Между тем Мышелов обнаружил, что уже может шевелить пальцами. Никому не пришло в голову обезоружить его, однако Кошачий Коготь висел, к сожалению, слишком высоко на левом боку, и Мышелов не мог не только вытащить его из ножен, но даже прикоснуться к нему. Перебирая пальцами подол своей туники, он вдруг нащупал сквозь материю небольшой предмет круглой формы, который был с одного края тоньше, чем с другого. Зажав через ткань его толстый край, он принялся царапать острым ребром тунику изнутри.
Слинур вместе с офицерами вышел из каюты и тихонько начал отдавать приказания матросам, немного отступившим к корме. До Мышелова донеслось:
– Кто обнаружит Хисвет или ее служанку, пусть убьет их не раздумывая. Это не женщины, а оборотни, если не хуже. – Что еще говорил шкипер, Мышелов не разобрал, лишь услышал последнее распоряжение: – Каждая группа пусть стоит прямо под люком, через который войдет. Как только услышите боцманскую дудку – вперед!
Последнее слово не произвело должного эффекта: послышался тоненький звон тетивы, и профос, вскрикнув, схватился за глаз. Матросы засуетились и принялись тыкать саблями в маленькое белое пятнышко, бросившееся от них наутек. На какой-то миг на поручне правого борта появилась белая крыса с арбалетом в передних лапках, которая четким силуэтом вырисовывалась на фоне пронизанного лунным светом тумана. Но тут зазвенела тетива, стрела, выпущенная звездочетом из арбалета, угодила – быть может, случайно – прямо в крысу, и та свалилась за борт.

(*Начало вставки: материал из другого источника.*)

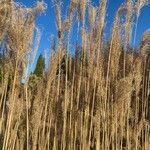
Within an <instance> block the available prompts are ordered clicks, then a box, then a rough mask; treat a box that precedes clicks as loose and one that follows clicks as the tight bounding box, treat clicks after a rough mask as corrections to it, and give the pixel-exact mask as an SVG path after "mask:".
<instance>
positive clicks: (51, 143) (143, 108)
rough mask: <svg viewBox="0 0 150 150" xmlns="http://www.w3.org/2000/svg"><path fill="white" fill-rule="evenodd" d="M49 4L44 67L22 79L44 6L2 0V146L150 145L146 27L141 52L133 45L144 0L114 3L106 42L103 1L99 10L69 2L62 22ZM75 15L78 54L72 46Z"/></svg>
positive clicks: (86, 2) (60, 8) (1, 15)
mask: <svg viewBox="0 0 150 150" xmlns="http://www.w3.org/2000/svg"><path fill="white" fill-rule="evenodd" d="M54 4H55V5H54V6H55V17H56V24H57V31H58V35H57V36H56V40H55V42H54V45H53V46H52V49H51V54H50V60H49V67H48V69H47V70H46V71H43V73H42V75H41V76H40V77H38V76H36V74H32V75H30V76H29V77H28V79H27V81H26V82H25V83H22V76H23V74H24V73H25V72H26V69H27V64H28V63H29V60H28V58H29V57H28V56H29V55H31V58H33V59H34V56H35V54H36V50H35V51H33V50H32V48H31V44H32V41H33V37H34V36H33V35H34V32H35V30H38V28H37V26H36V24H35V19H36V17H37V15H39V14H40V13H42V12H43V11H44V10H45V9H46V4H44V3H43V2H38V3H37V5H36V6H34V7H33V8H26V7H23V6H21V5H20V4H19V3H16V2H14V1H11V0H1V1H0V42H1V43H2V41H6V45H5V46H1V47H0V149H2V150H149V149H150V148H149V147H150V30H148V31H146V32H145V33H144V34H143V38H142V39H141V43H140V45H139V48H138V49H135V48H134V47H132V46H131V38H135V37H132V36H131V33H132V28H133V24H137V22H136V21H135V20H138V17H139V15H140V11H141V9H142V7H144V6H145V5H146V4H148V1H146V0H138V1H137V2H131V1H130V0H128V1H126V2H124V3H123V4H122V5H121V6H120V7H119V9H118V10H117V12H116V15H115V18H114V22H113V27H112V33H111V36H110V41H109V44H106V42H105V40H104V28H105V23H106V20H105V18H106V8H107V0H101V2H100V5H99V7H94V6H93V5H92V3H90V2H89V1H87V0H82V1H81V0H70V5H69V6H68V15H67V16H65V19H62V6H61V4H60V2H59V1H54ZM123 14H125V21H124V22H121V16H122V15H123ZM87 16H88V17H87ZM135 17H136V18H137V19H133V18H135ZM74 19H75V20H76V21H77V23H78V32H79V37H78V39H76V41H78V42H77V43H76V45H75V47H74V49H75V55H74V54H71V50H70V49H69V48H70V46H69V45H70V44H71V43H70V39H71V37H70V33H71V31H72V30H73V27H74V26H73V21H74ZM87 22H88V24H87ZM6 35H7V40H5V39H4V37H6ZM38 35H39V36H40V34H38ZM133 35H136V31H135V33H134V34H133ZM36 38H38V37H36ZM1 45H2V44H1ZM37 46H38V45H37Z"/></svg>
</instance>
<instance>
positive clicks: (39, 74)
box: [33, 55, 45, 77]
mask: <svg viewBox="0 0 150 150" xmlns="http://www.w3.org/2000/svg"><path fill="white" fill-rule="evenodd" d="M44 69H45V59H44V57H43V56H42V55H40V56H39V58H38V61H37V64H36V68H35V71H34V73H33V74H35V75H36V76H37V77H42V75H43V73H44Z"/></svg>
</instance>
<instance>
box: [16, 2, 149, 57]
mask: <svg viewBox="0 0 150 150" xmlns="http://www.w3.org/2000/svg"><path fill="white" fill-rule="evenodd" d="M17 1H18V2H21V3H22V4H24V5H26V6H33V5H34V4H35V2H36V0H17ZM62 1H63V13H62V15H64V16H65V14H66V10H67V9H66V7H67V6H68V3H69V1H70V0H62ZM91 1H92V2H93V4H94V5H98V4H99V0H91ZM45 2H46V3H47V10H46V12H45V14H43V15H41V16H39V17H38V18H37V25H38V27H39V28H40V29H41V31H42V37H41V42H40V47H39V50H38V55H39V54H40V53H41V52H43V51H44V50H46V49H50V45H51V42H50V37H51V36H52V35H54V36H55V35H56V23H55V15H54V7H53V3H52V0H45ZM122 2H124V0H108V8H107V18H106V29H105V31H106V32H105V33H106V36H107V37H108V36H109V34H110V32H111V27H112V22H113V19H114V16H115V12H116V10H117V8H118V7H119V6H120V4H121V3H122ZM148 28H150V5H149V6H146V7H144V8H143V9H142V11H141V14H140V17H139V22H138V27H137V36H136V40H135V41H136V46H137V45H138V44H139V41H140V39H141V35H142V34H143V32H144V31H145V30H147V29H148ZM73 34H74V33H73Z"/></svg>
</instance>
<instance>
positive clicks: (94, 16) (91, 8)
mask: <svg viewBox="0 0 150 150" xmlns="http://www.w3.org/2000/svg"><path fill="white" fill-rule="evenodd" d="M88 12H89V26H90V31H92V30H93V28H94V23H95V21H96V15H97V9H96V7H94V6H92V5H91V4H90V5H89V6H88Z"/></svg>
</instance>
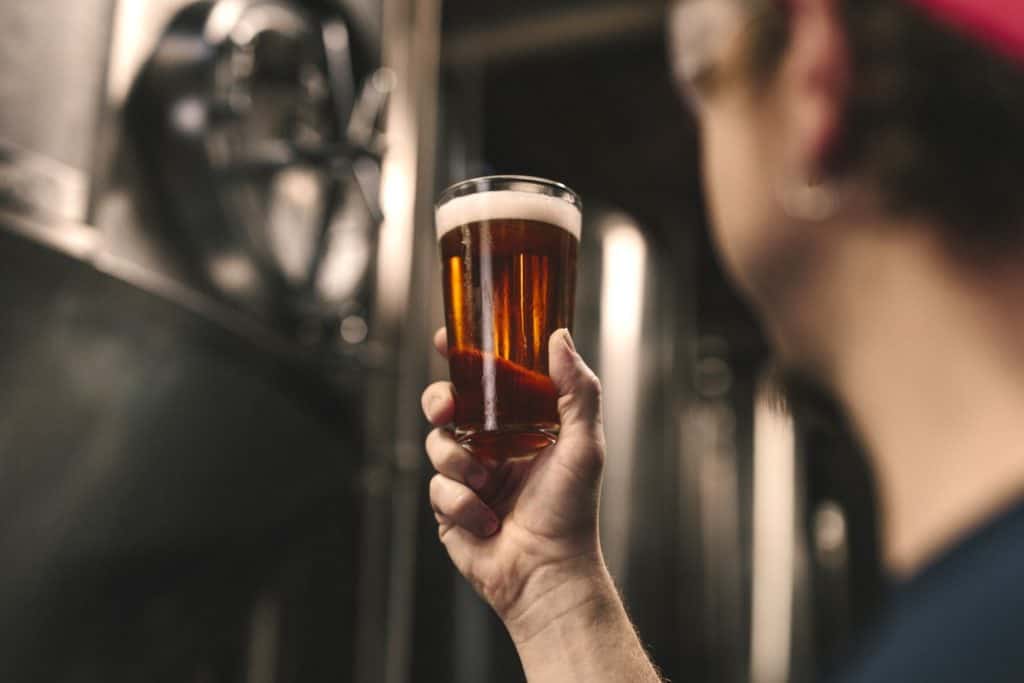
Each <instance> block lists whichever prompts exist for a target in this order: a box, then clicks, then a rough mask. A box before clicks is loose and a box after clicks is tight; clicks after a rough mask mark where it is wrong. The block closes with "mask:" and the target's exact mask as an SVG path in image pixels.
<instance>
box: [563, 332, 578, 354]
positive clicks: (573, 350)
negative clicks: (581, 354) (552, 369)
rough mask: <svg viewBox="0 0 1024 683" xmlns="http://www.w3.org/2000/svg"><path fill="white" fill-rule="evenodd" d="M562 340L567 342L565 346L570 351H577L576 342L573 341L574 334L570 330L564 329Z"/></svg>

– Ребята, это была белая! – вскричал Слинур. – Хороший знак!
Вскоре суета утихла, когда выяснилось, что профос ранен не в глаз, а рядом, и вооруженные группы разошлись: одна в каюту, две мимо грот-мачты в сторону носа; на палубе осталась лишь неукомплектованная партия из четырех человек.
Ткань, которую процарапывал Мышелов, разошлась, он чрезвычайно осторожно вытащил через дырку железный тик (самую мелкую ланкмарскую монету), заточенный с одной стороны до остроты бритвы, и принялся потихоньку перерезать им ближайшую веревку. Он с надеждой взглянул на Фафхрда, но голова Северянина по-прежнему безвольно свешивалась вниз.